Cautivos, desarmados, vencidos
Han pasado setenta y cinco años. Tres cuartos de siglo desde que aquel uno de abril de 1939 el parte del Generalísimo anunciaba el final de la Guerra Civil. Setenta y cinco años desde que acabó la contienda y comenzó el silencio. Un silencio que en muchos aspectos todavía se mantiene. Afortunadamente, y pese a lo mucho parece deleitarle la idea al cardenal Rouco Varela, un enfrentamiento así es hoy día imposible. Sin embargo las heridas que entonces se abrieron siguen todavía sin cicatrizar y en cierto modo son esas rencillas abiertas las que lastran nuestra madurez como democracia.
En realidad la confrontación de esas dos Españas no viene de la sublevación militar de julio del 36. Ni tampoco de la proclamación de la República. Qué va. El enfrentamiento es mucho más profundo y parece partir en dos la sociedad española desde los mismos albores de la Era Contemporánea. Incluso más atrás si hacemos caso de algunos historiadores.
Tras la modernización que supuso el asentamiento del liberalismo a lo largo del siglo XIX, la mayoría de estados europeos vivieron un enfrentamiento entre los modelos cuasi feudales que defendían la confesionalidad y los privilegios de clase frente a los principios de libertad, igualdad y fraternidad que representaba la revolución burguesa. Con el advenimiento del siglo XX, sin embargo, prácticamente todos los estados de la Europa Occidental ya habían resuelto esa confrontación y habían adoptado diferentes modernos de parlamentarismo como forma de gobierno. ¿Todos los estados? No, claro; todos no. Como los irreductibles galos de Astérix, aquí seguíamos tratando de dirimir, en una fecha tan tardía como 1936, en torno a aspectos como la confesionalidad del estado o los privilegios de clase.

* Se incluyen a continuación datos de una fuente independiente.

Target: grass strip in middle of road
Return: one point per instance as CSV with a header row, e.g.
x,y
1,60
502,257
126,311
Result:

Pese a los connatos de violencia obrera, pese a la radicalización de los partidos, el verdadero motivo del estallido de la guerra civil fue la incapacidad por parte de un sector de la sociedad española para aceptar que el país necesitaba modernizarse y que eso pasaba, necesariamente, por dinamitar los privilegios de unos pocos en favor del resto.
Pero el final de la Guerra Civil del que ahora se cumplen setenta y cinco años supuso finalmente el triunfo de uno modelo político y social tan reaccionario que el historiador Paul Preston ni siquiera se atreve a llamarlo fascista. Por lo visto los alemanes y los italianos eran mucho más modernos en cuestión de autoritarismo. Un modelo que estuvo vigente en España hasta 1978 y que, en algunos aspectos todavía nos lastra.
Durante la Transición se intentó echar tierra en torno a las cuestiones más espinosas de la dictadura como la confesionalidad del Estado o la responsabilidad de los herederos del franquismo. El momento fue extraordinariamente complejo y tampoco es cuestión denegarles a los responsables de aquel proceso el mérito que merecen. Era la mejor solución que entonces se podría haber obtenido dadas las circunstancias (y, teorías conspiranóicas a parte, el fallido Golpe de Estado del 81 es una muestra de cuánto se tensó la cuerda).
Sin embargo con aquella evolución dirigida se aplazó el debate histórico y las consecuencias de este aplazamiento aun acomplejan a parte de la sociedad española. Hoy, setenta y cinco años después, todavía parece un tabú el afirmar que la guerra fue causada interesadamente por una parte de la sociedad (la que en España siempre ha preferido el sable a la democracia), que eso supuso mano de hierro durante cuarenta años y que ese comportamiento atenta contra cualquier planteamiento de lo que es lícito y es democrático. Y mientras no nos atrevamos a hablar públicamente de eso, siendo capaces de perdonar con frialdad pero sin olvidar qué sucedió y por qué, este país tendrá muy difícil el alcanzar la madurez democrática.